Kendine iyi bak deme denmez saçma
Kendime bakarım elbet sen hiç korkma
Kendine kalıyor insan eninde sonunda
Sen bize iyi bak tanrım sevdalı kullarına



geçmişe sıkışmış bir kaç anı için bile olsa kendinize iyi bakın...



hiç_!

aaa bak yürüyorum...

hava aydınlanmak üzere... rüyaların en huzurlusunda olacağıma şimdi sobanın içten içe yanışını dinliyorum gözüme takılan kederleri atıyorum kirpiklerime dokunup geçiyorlar yüzümden, yanaklarımda derin izler bırakıyorlar üstelik... biri gelsin istiyorum tanımadığım biri bulsun beni şimdi bir kaç çift söze ihtiyacım var...

üşüyorum..! oda sıcak gibi ama dışarıdaki yağmurun sesi bir ürperti veriyor... eskilerden bir parça çalıyor kulaklarımda, ve melankoli... her bir hecede biraz daha ürperiyorum ama artık değilim, düşünceler varken yalnız değilim_! biliyorum tanıdığım insanlardan kalan anıları tazeliyorum... karanlıkla dansım bu tek başıma... her tekrarda biraz daha oluyorum biraz daha sertleşiyorum, tamam_! yüzüne bakmadığım insanlara verdiğim cezalar yetmiyor masum olmak istemiyorum... hadi nefret et şimdi_! evet, biraz daha küfret düzene ve buna uyanlara diyor yankılar beynimde susuyor gibi yapmaktan yoruluyorum dudaklarım kurumuşken...

çıtırtılar geliyor, tahta kuruları mı acaba_? yok..! bunlar benden gelenler, içimdeki kırıkların sesleri, yankısız çığlıklar bırakırken boşluğa bedenime hapsolmuş yalnızların ayrılışı bu duyduğum... hiç beraber olmadılar ki zaten...

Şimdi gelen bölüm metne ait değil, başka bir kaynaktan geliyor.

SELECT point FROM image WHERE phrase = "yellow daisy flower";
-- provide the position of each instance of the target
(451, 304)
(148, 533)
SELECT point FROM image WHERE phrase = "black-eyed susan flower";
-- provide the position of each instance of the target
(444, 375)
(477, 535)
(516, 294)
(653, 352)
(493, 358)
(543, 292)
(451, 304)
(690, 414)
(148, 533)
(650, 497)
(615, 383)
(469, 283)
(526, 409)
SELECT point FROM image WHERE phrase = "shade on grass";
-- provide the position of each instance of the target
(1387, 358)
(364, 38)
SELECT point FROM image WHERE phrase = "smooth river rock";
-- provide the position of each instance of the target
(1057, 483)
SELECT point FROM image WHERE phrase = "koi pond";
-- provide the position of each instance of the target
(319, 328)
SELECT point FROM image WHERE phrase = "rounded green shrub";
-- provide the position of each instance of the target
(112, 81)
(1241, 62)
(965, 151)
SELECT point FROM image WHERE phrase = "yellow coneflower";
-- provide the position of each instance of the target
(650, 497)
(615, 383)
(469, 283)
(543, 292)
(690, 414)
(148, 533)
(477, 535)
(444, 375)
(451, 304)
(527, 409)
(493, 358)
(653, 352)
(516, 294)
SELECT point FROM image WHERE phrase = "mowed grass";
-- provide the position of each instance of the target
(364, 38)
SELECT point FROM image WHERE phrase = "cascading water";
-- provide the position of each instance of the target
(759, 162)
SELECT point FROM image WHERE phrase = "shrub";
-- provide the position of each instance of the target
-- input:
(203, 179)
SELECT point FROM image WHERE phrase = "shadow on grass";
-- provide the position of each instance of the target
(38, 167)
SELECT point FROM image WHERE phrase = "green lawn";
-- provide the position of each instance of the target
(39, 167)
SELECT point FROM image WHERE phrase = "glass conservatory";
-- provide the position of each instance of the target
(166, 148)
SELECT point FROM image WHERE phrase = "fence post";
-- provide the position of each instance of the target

sus..! sen artık konuşma bana lazım değilsin, bırak gözlerimi karartma... görmenin tadına varmak istiyorum... duyma..! ben kendime ağlıyorum değil sana bunlar, dökülenler benim temiz kalbimden, sen bunları bile çamurlaştıracak kadar bulanıksın... bilme..! ne istiyorsun ki daha bitirdiğin benden kalanları mı_? bunlar yok denecek kadar az, üstelik sen kırıntıları sevmezsin... hadi git şimdi dönme arkanı bende alacağın yok bedelini ödedim seninle geçen saatlerin şimdi indirim yapma bana gülme artık yanımda olmayan mutluluğuma... bırak beni bilmediğim bir sokakta sabaha kaybolmak istiyorum belki biri yolumu keser senden kalan son nefesimi alır belki beni huzura dolar... hadi git ne duruyorsun daha ben artık yokum görmüyor musun_? elimde bir kaç şeker avunuyorum çocukluğumla...

yapma, gördüklerin karşısında en ufak bir ses çıkarma sen zevkten anlamazsın zaten ben bedelini verdim hazzın sen sadece yaşat... şimdi yine git ben belki dönerim ama sen dönme ben kaybolmak istiyorum... kaybetmişliğin sancısında unut beni işte bilme artık ben yoktum olmadım sende görmedin bunları... şimdi git ardına bile bakma karışırken zifiri karanlığa bir tek şey söyle..!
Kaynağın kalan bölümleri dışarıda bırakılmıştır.